有機農業系では行政や農協の支援は期待できない。ほとんど食べていけない農業形態を支援しても意味がないからである。
有機農業系で入るにしても、
(1)農業を主体にするのか
(2)アルバイトを主体にするのか
(3)半農半Xを主体にするのか
の3つのパターンがあると思う。いずれにしても年収100万円の世界だろう。田舎に来てもあくせく働き続けるのなら、田舎移住の意味がない。だから年間100万ほどで生活がまわっていかないと続かなくなる。
友人の一人は単身であるが年30万あれば楽にやっていけると言う。内訳は大きな一軒家の家賃が月5千円、電気代、ガス代、電話代(固定電話で携帯は持っていない)のライフラインが月に1万円以内。水道は簡易水道なので無料。家賃とライフラインで年間に18万円。残りは軽四の維持費と食費等。
何年かかけて「田舎暮らし術」を身につけていくしかない。稼ぐ能力はなくても、少ない金額で生きていける能力があれば田舎暮らしはまわっていく。
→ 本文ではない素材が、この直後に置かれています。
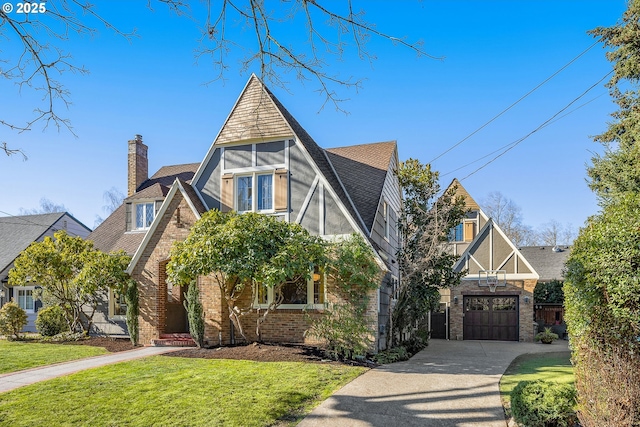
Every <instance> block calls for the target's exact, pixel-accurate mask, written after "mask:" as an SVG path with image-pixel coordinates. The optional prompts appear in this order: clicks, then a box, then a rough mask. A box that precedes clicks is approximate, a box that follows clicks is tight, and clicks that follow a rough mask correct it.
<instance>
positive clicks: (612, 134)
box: [588, 0, 640, 204]
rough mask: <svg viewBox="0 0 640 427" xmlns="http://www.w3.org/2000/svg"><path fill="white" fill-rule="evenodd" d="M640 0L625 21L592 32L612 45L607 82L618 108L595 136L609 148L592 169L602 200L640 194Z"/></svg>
mask: <svg viewBox="0 0 640 427" xmlns="http://www.w3.org/2000/svg"><path fill="white" fill-rule="evenodd" d="M639 19H640V1H638V0H630V1H629V6H628V9H627V10H626V11H625V13H624V15H623V16H622V21H621V22H620V23H618V24H617V25H614V26H612V27H599V28H596V29H594V30H592V31H590V33H591V34H592V35H593V36H594V37H597V38H599V39H600V41H602V43H603V44H604V46H605V47H606V48H608V49H609V50H608V52H607V54H606V55H607V59H609V61H611V63H612V64H613V76H612V77H611V80H610V81H609V82H608V83H607V87H608V88H609V93H610V94H611V97H612V98H613V100H614V102H615V103H616V104H617V105H618V110H617V111H616V112H614V113H613V114H612V117H613V121H612V122H611V123H610V124H609V127H608V129H607V131H606V132H604V133H602V134H600V135H598V136H596V137H595V140H596V141H597V142H600V143H602V144H603V145H604V147H605V152H604V154H603V155H602V156H600V155H596V156H595V157H594V158H593V165H592V166H591V167H590V168H589V169H588V175H589V177H590V179H591V181H590V184H589V185H590V187H591V189H592V190H594V191H595V192H596V194H597V195H598V197H599V198H600V200H601V202H602V203H604V204H606V203H610V202H614V201H615V200H616V199H618V198H620V197H621V196H622V195H623V194H624V193H628V192H631V193H640V167H638V166H639V165H640V145H638V141H640V94H639V93H638V82H639V81H640V24H639V23H638V20H639Z"/></svg>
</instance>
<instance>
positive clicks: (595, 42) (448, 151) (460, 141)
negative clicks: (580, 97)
mask: <svg viewBox="0 0 640 427" xmlns="http://www.w3.org/2000/svg"><path fill="white" fill-rule="evenodd" d="M598 43H600V41H596V42H594V43H593V44H592V45H591V46H589V47H588V48H586V49H585V50H583V51H582V52H581V53H580V54H579V55H578V56H576V57H575V58H573V59H572V60H571V61H569V62H567V63H566V64H565V65H563V66H562V67H561V68H560V69H559V70H558V71H556V72H555V73H553V74H552V75H551V76H549V77H547V78H546V79H545V80H544V81H543V82H542V83H540V84H539V85H538V86H536V87H534V88H533V89H531V90H530V91H529V92H527V93H526V94H524V95H523V96H522V97H520V99H518V100H517V101H516V102H514V103H513V104H511V105H509V106H508V107H507V108H505V109H504V110H502V111H501V112H500V113H498V114H497V115H496V116H494V117H493V118H492V119H491V120H489V121H488V122H486V123H485V124H483V125H482V126H480V127H479V128H478V129H476V130H474V131H473V132H471V133H470V134H469V135H467V136H465V137H464V138H462V139H461V140H460V141H458V142H456V143H455V144H453V145H452V146H451V147H449V148H447V149H446V150H445V151H444V152H442V153H441V154H440V155H438V156H437V157H435V158H434V159H433V160H431V161H430V162H429V163H430V164H432V163H433V162H435V161H436V160H438V159H439V158H440V157H442V156H444V155H445V154H447V153H448V152H449V151H451V150H453V149H454V148H456V147H457V146H458V145H460V144H462V143H463V142H465V141H466V140H467V139H469V138H471V137H472V136H473V135H475V134H476V133H478V132H480V131H481V130H482V129H484V128H485V127H487V126H489V124H491V123H492V122H493V121H495V120H496V119H497V118H498V117H500V116H502V115H503V114H504V113H506V112H507V111H509V110H510V109H512V108H513V107H515V106H516V105H517V104H519V103H520V101H522V100H523V99H525V98H526V97H527V96H529V95H531V94H532V93H533V92H535V91H536V90H538V89H539V88H540V87H542V86H543V85H544V84H546V83H547V82H548V81H549V80H551V79H552V78H554V77H555V76H557V75H558V74H560V73H561V72H562V71H563V70H564V69H565V68H567V67H568V66H569V65H571V64H573V63H574V62H575V61H577V60H578V58H580V57H581V56H582V55H584V54H585V53H587V52H588V51H590V50H591V49H592V48H593V47H594V46H596V45H597V44H598Z"/></svg>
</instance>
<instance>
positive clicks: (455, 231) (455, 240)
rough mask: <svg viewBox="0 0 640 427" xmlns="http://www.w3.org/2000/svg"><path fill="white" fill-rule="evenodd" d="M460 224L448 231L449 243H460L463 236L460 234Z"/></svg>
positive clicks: (462, 235)
mask: <svg viewBox="0 0 640 427" xmlns="http://www.w3.org/2000/svg"><path fill="white" fill-rule="evenodd" d="M462 230H463V228H462V223H460V224H458V225H456V226H455V227H453V228H452V229H451V230H449V241H450V242H462V239H463V234H462Z"/></svg>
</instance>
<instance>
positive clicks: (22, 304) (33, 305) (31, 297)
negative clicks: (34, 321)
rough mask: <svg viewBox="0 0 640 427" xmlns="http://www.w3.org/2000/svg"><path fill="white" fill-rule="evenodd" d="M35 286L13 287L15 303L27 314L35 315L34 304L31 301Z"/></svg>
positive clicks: (34, 306)
mask: <svg viewBox="0 0 640 427" xmlns="http://www.w3.org/2000/svg"><path fill="white" fill-rule="evenodd" d="M34 289H35V286H15V287H14V288H13V297H14V299H15V301H16V303H17V304H18V305H19V306H20V308H22V309H23V310H24V311H26V312H27V313H35V311H36V308H35V302H34V301H33V290H34Z"/></svg>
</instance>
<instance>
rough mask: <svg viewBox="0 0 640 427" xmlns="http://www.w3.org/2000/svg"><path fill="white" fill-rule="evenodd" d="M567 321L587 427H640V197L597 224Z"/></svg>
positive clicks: (625, 197)
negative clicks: (617, 426)
mask: <svg viewBox="0 0 640 427" xmlns="http://www.w3.org/2000/svg"><path fill="white" fill-rule="evenodd" d="M565 277H566V281H565V285H564V294H565V320H566V322H567V327H568V331H569V335H570V337H571V347H572V349H573V364H574V367H575V374H576V388H577V389H578V405H579V406H578V410H579V418H580V421H581V423H582V425H583V426H585V427H595V426H638V425H640V358H639V356H638V355H639V354H640V195H639V194H635V195H632V194H628V195H626V196H624V197H622V198H621V199H620V200H619V201H618V202H616V203H613V204H609V205H607V206H606V207H605V208H604V209H603V211H602V213H600V214H598V215H595V216H593V217H591V218H589V220H588V222H587V224H586V226H585V228H583V229H582V231H581V233H580V235H579V236H578V238H577V239H576V240H575V242H574V245H573V248H572V250H571V255H570V257H569V260H568V262H567V273H566V276H565Z"/></svg>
元々の地元だから、他所から入って来られる人の苦労を知らない。多くの移住者は、考えて、計画して、熟慮して、年数をかけて田舎移住を実現したのではなく、流れの中でたまたまそこに住むようになった、あるいは、結果的に長く住んでいるから当地が合っているのだろうといった「成り行きの移住」が多いように思う。
移住して何年か経過してみないことには、水や空気や風景が合うかどうかわからないし、2箇所同時に住むことはできないので比較もできない。
もちろん、借地借家は最低限の常識だろう。田舎では空き家や耕作放棄地が加速的に増えているから購入する必要はないし、購入すると土地や家屋に終生束縛される。